Nova Scotia

MV Miner removal a risk with changing weather, say locals

Removing the MV Miner is going to be a tough job now that the weather is changing and north winds are heading their way, according to locals.
Locals say removing the MV Miner, stuck off Scatarie Island for almost a year, could be challenging as winds and weather change. (Courtesy of Chris Law)

Removing the MV Miner is going to be a tough job now that the weather is changing and north winds are heading their way, according to locals.

U.S. company Bennington Group, hired in May, plans to start the work soon, however some are concerned Mother Nature will interfere.

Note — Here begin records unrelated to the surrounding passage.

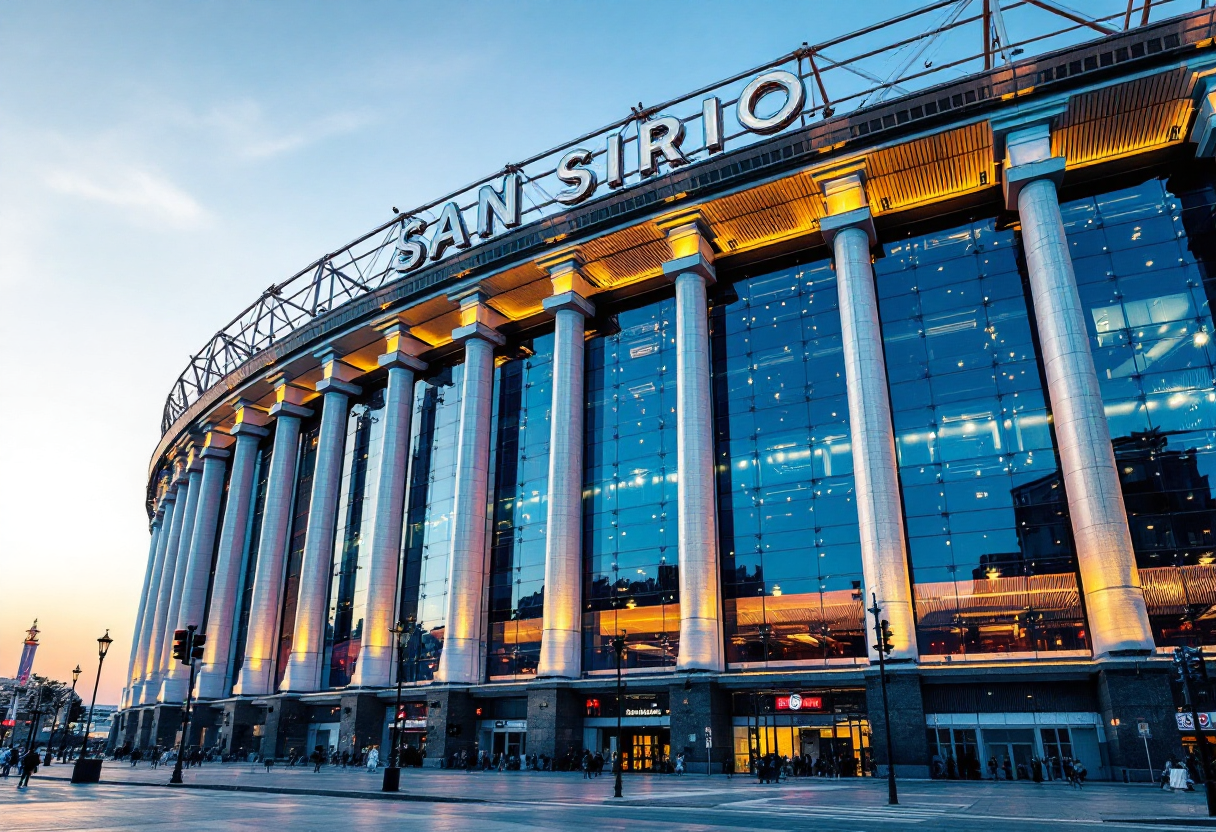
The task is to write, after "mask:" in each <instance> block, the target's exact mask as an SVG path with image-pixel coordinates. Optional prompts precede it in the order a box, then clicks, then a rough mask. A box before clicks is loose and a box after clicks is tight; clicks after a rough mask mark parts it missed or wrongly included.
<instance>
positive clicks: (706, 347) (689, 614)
mask: <svg viewBox="0 0 1216 832" xmlns="http://www.w3.org/2000/svg"><path fill="white" fill-rule="evenodd" d="M659 227H660V229H662V230H663V231H665V232H666V235H668V242H669V244H670V247H671V259H670V260H668V262H666V263H664V264H663V274H664V275H666V276H668V277H669V279H670V280H674V281H675V285H676V460H677V467H679V478H680V489H679V499H677V504H676V505H677V508H676V517H677V522H676V527H677V529H679V533H680V564H679V568H680V653H679V659H677V662H676V668H677V669H680V670H710V671H721V670H722V669H724V664H722V623H721V613H720V611H721V572H720V566H719V552H717V494H716V487H715V478H714V397H713V387H711V382H710V376H709V300H708V298H706V287H708V286H709V285H710V283H713V282H714V280H715V275H714V249H713V248H711V247H710V244H709V240H708V236H709V235H708V231H706V229H705V226H704V225H703V224H702V220H700V215H699V214H698V213H697V212H682V213H681V214H677V215H675V217H671V218H668V219H665V220H663V221H660V223H659Z"/></svg>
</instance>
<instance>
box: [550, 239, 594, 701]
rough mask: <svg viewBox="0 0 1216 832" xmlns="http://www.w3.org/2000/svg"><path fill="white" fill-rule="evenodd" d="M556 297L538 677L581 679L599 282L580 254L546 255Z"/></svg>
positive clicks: (554, 315) (553, 344)
mask: <svg viewBox="0 0 1216 832" xmlns="http://www.w3.org/2000/svg"><path fill="white" fill-rule="evenodd" d="M541 265H546V266H547V268H548V270H550V276H551V279H552V282H553V297H551V298H547V299H546V300H545V309H546V311H550V313H552V314H553V317H554V333H553V406H552V411H551V414H550V426H548V513H547V516H546V521H545V607H544V617H542V619H541V620H542V631H541V637H540V665H539V668H537V670H536V675H537V676H561V678H567V679H578V678H579V675H580V674H581V671H582V442H584V437H582V422H584V411H585V409H586V405H585V401H584V397H582V388H584V361H582V352H584V350H582V344H584V320H585V319H586V317H590V316H591V315H592V314H595V307H592V304H591V302H590V300H587V299H586V297H587V296H589V294H590V293H591V287H590V286H589V285H587V283H586V281H585V280H582V277H581V275H580V274H579V268H580V266H581V262H580V260H579V259H578V257H575V255H574V254H573V253H565V254H562V255H559V257H558V258H557V259H547V260H544V262H541Z"/></svg>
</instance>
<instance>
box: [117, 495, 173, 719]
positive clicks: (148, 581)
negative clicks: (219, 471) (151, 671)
mask: <svg viewBox="0 0 1216 832" xmlns="http://www.w3.org/2000/svg"><path fill="white" fill-rule="evenodd" d="M163 525H164V500H157V508H156V515H154V516H153V518H152V539H151V540H150V541H148V564H147V568H145V569H143V590H142V591H141V592H140V608H139V612H137V613H136V614H135V630H134V631H133V634H131V662H130V665H129V667H128V669H126V691H125V693H124V697H123V707H124V708H130V707H131V704H135V703H137V702H139V688H140V687H141V686H142V685H141V682H142V681H143V665H142V664H140V654H141V652H142V646H143V634H145V626H146V622H147V619H150V618H151V615H150V614H148V607H152V608H153V609H154V608H156V598H154V597H153V596H152V594H153V592H156V591H157V589H158V588H157V586H154V585H153V584H152V578H153V574H157V578H159V574H158V573H157V551H158V544H159V543H161V528H162V527H163ZM150 600H151V603H150Z"/></svg>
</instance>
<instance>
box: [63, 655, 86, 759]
mask: <svg viewBox="0 0 1216 832" xmlns="http://www.w3.org/2000/svg"><path fill="white" fill-rule="evenodd" d="M81 673H84V671H83V670H80V665H79V664H78V665H75V668H74V669H73V670H72V692H71V693H68V713H67V714H66V715H64V718H63V736H62V737H61V738H60V763H63V761H66V760H67V759H68V737H71V736H72V731H71V727H72V712H73V710H74V707H75V684H77V682H78V681H79V680H80V674H81Z"/></svg>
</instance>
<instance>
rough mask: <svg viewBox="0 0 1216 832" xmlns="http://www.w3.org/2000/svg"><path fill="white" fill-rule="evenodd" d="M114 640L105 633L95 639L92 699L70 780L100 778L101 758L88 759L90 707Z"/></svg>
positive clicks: (88, 749)
mask: <svg viewBox="0 0 1216 832" xmlns="http://www.w3.org/2000/svg"><path fill="white" fill-rule="evenodd" d="M112 643H114V640H113V639H111V637H109V630H106V635H103V636H101V637H100V639H97V678H96V679H95V680H94V682H92V701H91V702H90V703H89V716H88V719H85V723H84V740H83V741H81V744H80V757H78V758H77V764H75V768H73V769H72V782H74V783H95V782H97V781H98V780H100V778H101V760H90V759H89V731H90V730H91V729H92V709H94V708H95V707H96V705H97V686H98V685H101V665H102V664H105V663H106V653H108V652H109V646H111V645H112Z"/></svg>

The former Great Lakes ship has been stranded — and has been slowly breaking up — off the coast of Cape Breton, N.S., near Scaterie Island, since breaking a tow line in September 2011.

The derelict 230-metre vessel was on its way to Turkey to be taken apart for scrap.

A number of issues delayed the work but Bennington now has provincial government approval to extend its permit to December.

Tony McDougall, a lobster fisherman, says the community wants the ship removed.

"It's very important if we can get it done and out of the way because without it, it's just going to deteriorate to the point where it's going to be in the ocean anyway," he said. "It's very important to get it out."

People in the area say the deterioration is becoming a dangerous situation.

Dangerous deteriorating ship

"People are going out sightseeing as tourists and looking at the ship and some of them are swimming underneath the ship," said Josephine Kennedy, a spokeswoman for Eastern Nova Scotia Crab Fishing Area 23.

"They're rowing through the ship, smaller boats are going through the ship they don't realize the danger of the steel plating falling off somebody being seriously hurt."

Transport Canada has a responsibility to provide security in the area and keep people away until it's safely removed as planned, she said.

Ken Wadden, who has been fishing the area his whole working life, says calm summer weather is gone and fall weather won't be as accommodating.

"Around here nobody knows the weather but the people who live here, we've got north wind coming, Norwest gales, anything from the North, you cannot work down there," Wadden said.

Wadden says if Bennington fails, the ship will be at the mercy of the weather and no one knows what will happen to it then.

Alfie MacLeod, MLA for the area, says the province may have to step in and make sure the ship is removed safely before bad weather tears it apart.

"If it doesn't happen this week I really believe it's time for the province to move forward do the cleanup and then take whoever they have to court or sue whoever they have to but it has to be done — the hurricane season is upon us."

Bennington Group says it will have people on the ground in Main-a-Dieu to start the work by Wednesday.